I only had my kids so they’d laugh at my jokes…or else! And they don’t laugh at them anymore. I’m trying to come up with a good strategy to get them to see me as funny and not just embarrassing.
The Good Greatsby
May 3, 2012
I googled ‘ugly babies’ but the ugly babies ended up being kind of cute in an ugly way.
spilledinkguy
May 3, 2012
I hate it when people ask, ‘so when are you going to have kids’…
I usually respond by screaming ‘BROKEN! BROKEN!’ while spinning in circles.
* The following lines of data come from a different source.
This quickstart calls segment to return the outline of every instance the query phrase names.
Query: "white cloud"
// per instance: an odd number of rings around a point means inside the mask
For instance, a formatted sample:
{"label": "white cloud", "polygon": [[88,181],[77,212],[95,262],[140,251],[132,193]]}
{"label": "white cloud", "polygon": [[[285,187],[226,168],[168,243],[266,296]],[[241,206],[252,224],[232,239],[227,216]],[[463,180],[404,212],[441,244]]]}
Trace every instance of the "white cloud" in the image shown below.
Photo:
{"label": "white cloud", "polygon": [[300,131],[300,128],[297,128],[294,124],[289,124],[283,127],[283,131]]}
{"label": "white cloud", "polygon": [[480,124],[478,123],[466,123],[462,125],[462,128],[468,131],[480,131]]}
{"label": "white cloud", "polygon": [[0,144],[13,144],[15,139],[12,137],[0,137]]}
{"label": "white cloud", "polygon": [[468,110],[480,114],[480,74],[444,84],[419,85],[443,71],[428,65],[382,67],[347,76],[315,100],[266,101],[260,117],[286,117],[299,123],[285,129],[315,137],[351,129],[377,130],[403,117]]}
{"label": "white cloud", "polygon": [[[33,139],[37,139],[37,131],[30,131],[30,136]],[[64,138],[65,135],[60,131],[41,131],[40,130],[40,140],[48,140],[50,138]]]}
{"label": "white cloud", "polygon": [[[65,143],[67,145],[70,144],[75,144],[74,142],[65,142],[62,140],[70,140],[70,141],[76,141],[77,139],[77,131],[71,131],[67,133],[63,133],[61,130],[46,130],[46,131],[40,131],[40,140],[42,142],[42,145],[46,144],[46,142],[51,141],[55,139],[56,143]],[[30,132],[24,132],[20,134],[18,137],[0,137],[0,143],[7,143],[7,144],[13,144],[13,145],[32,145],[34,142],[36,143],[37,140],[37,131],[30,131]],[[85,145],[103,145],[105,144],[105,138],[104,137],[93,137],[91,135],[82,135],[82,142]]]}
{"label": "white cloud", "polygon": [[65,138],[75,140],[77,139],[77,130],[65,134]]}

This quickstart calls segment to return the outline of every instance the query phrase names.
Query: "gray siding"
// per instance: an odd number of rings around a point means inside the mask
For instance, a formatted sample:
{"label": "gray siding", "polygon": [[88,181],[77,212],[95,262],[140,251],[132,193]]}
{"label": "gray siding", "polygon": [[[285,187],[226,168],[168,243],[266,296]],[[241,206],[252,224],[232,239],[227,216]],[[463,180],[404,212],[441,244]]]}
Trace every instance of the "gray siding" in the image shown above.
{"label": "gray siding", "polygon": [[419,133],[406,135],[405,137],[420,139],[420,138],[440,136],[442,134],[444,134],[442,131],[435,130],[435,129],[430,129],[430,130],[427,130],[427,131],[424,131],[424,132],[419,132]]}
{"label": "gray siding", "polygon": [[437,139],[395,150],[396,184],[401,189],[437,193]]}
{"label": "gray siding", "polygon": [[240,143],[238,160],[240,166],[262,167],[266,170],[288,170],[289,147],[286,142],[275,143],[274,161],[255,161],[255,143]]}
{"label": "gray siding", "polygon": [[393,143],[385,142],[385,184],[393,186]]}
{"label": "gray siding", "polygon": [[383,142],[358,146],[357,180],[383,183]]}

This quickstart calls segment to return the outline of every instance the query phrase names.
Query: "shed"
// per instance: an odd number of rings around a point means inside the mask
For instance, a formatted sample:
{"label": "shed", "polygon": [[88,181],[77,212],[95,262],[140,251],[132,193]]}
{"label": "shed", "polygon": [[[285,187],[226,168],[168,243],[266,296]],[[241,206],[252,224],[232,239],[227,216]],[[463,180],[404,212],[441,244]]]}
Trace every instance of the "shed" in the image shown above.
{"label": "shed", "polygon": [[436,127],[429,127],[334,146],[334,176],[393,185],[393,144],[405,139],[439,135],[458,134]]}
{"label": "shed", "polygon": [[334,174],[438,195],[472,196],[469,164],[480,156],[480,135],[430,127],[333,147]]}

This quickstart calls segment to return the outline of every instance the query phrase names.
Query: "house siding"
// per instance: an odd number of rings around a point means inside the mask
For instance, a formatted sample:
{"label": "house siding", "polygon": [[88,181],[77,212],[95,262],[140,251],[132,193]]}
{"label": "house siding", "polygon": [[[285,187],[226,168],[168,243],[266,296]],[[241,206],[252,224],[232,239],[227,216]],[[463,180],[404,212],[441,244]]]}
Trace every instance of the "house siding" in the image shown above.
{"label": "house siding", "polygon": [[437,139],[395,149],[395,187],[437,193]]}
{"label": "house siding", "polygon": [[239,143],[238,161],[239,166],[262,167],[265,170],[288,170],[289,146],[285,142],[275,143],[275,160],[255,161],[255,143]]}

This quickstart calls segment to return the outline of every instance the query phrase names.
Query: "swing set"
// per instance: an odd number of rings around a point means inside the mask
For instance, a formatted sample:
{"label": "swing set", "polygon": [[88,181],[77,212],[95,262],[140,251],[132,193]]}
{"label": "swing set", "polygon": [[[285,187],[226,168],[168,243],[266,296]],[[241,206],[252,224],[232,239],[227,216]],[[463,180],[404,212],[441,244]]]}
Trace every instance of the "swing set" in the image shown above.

That usually shuts things down pretty quickly.
🙂
pegoleg
May 4, 2012
What’s the matter, Darla, did you run out of knock-knock jokes involving farts?
She's a Maineiac
May 4, 2012
Pssbbbt. No. Not yet.
But I did bust out my robot dance moves at Target the other day and my kids both ran away screaming (along with the clerk) And so what? So what if I try to get a smile out of them from time to time? Is it so wrong, Pegolegoliciousnessess?
pegoleg
May 4, 2012
No! It’s wonderful! I always humiliated my kids while shopping – something about the wide, brightly lit aisles always inspired me to start singing and/or dancing. I figure it toughens them up – like having somebody punch you in the gut, over and over, until you throw up. Builds up those muscles, at least it worked for Houdini.
1pointperspective
May 4, 2012
I agree that having kids is great for having someone you can enjoy embarrassing the snot out of and not have to worry about it until it’s time to pay the therapist.
HoaiPhai
May 5, 2012
Wow, none of these reasons ever occurred to me or my wife. We had a kid to cover the odour of our cooking and backed-up dirty laundry smells.
bluebee
May 5, 2012
Just say no
Thoughts and Rants in Jogging Pants
May 6, 2012
I’ve always hated the whole ‘I don’t really fit in that well with society, and people don’t like me that much, so rather than working on myself by becoming more interesting or likeable, I’ll create a new human being that will have no choice but to love me unconditionally for the first few years’ thing.
Elyse
May 6, 2012
I don’t like babies much, either. Toddlers, though are wonderful. I wish I had figured out a technology that would have permitted me to freeze my incredibly adorable 2-5 year old son so that I could take him out whenever I wanted to play and then put him back into frozen storage when I needed some peace. Alas, that technology still doesn’t exist. Although I’m not so sure it would be as much fun freezing a 20 year old…
Tinkerbell
May 15, 2012
Let me ask you, what starts a “family.” What is a family anyway?